States qualify for Medicaid bonuses based on measurements of how well they simplify enrollment and renewal, and how they ensure eligible children have easier access to coverage under Medicaid and the Children’s Health Insurance Program. Specifically, to qualify for a performance bonus, states must implement at least five out of eight specific program features aimed at streamlining their enrollment procedures to improve children’s health coverage programs and must increase children’s enrollment in Medicaid above a baseline level for the fiscal year. On December 19, 2012, the Centers for Medicare & Medicaid Services (“CMS”) awarded nearly $306 million in Performance Bonuses to 23 states.

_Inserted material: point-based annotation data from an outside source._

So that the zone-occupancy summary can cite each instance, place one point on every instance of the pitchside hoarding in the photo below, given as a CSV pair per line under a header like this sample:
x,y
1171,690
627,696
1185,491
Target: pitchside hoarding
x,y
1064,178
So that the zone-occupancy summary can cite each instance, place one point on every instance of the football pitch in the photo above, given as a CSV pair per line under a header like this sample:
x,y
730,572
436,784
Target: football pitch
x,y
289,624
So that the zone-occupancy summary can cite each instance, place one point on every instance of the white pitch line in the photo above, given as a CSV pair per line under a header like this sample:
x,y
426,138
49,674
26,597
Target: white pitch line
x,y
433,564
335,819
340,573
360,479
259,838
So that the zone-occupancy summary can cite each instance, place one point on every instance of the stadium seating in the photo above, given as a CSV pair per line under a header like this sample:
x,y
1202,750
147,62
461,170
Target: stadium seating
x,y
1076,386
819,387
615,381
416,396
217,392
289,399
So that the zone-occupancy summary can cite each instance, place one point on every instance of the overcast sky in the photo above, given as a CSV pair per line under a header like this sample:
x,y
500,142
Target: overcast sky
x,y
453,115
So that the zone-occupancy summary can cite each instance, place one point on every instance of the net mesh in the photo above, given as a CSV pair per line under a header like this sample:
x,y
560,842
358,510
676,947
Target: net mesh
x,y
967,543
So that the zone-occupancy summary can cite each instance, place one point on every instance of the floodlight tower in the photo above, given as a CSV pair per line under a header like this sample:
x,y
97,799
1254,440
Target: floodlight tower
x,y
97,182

The eight specific program features include:
- o 12-month continuous eligibility (Allows full-year enrollment regardless of income or other changes.)
- Elimination or reduced verification of asset requirements
- No requirement for an in-person interview
- Same application and renewal forms for Medicaid and CHIP
- Automatic/administrative renewal (pre-populated form; electronic verification used to streamline renewal)
- Presumptive eligibility (allows health care providers and other entities to screen and presumptively enroll children; children have access to needed benefits while the full eligibility process is being completed)
- Express Lane Eligibility (States can use eligibility findings from other public benefit programs, such as the Supplemental Nutrition Assistance Program (SNAP) to determine eligibility for Medicaid and CHIP.)
- Premium Assistance-
The amount of a state’s bonus correlates with the increase in Medicaid enrollment: the more children enrolled, the higher the bonus. States that increase enrollment more than 10 percent above their baseline receive a larger (Tier 2) bonus. North Carolina reached the Tier 2 bonus this year and last year.
This year, Colorado was the big winner with $42.9 million. (I’m not really sure if “won” is the correct word, but I’m sticking with it for the purposes of this blog). Maryland won $36.4 million. Georgia won $1.9 million. Wisconsin won $23.3 million. Oklahoma, which won a small $481,452, in 2011, won nada in 2012, 2009, and 2010. New Jersey won $22.2 million. Of states actually winning any amount of Performance Bonus, Indiana was the big loser with $1.42 million (not bad for the lowest).
In 2009, North Carolina received zero from the Performance Bonus. Again, in 2010, North Carolina received a big goose egg. In 2011, North Carolina received $11,567,319. Now this year, we received $17.9 million (rounding it to $18 million). Not bad improvement from 2009 and 2010!!! This year, we were the 8th largest winner. Let’s go, North Carolina!!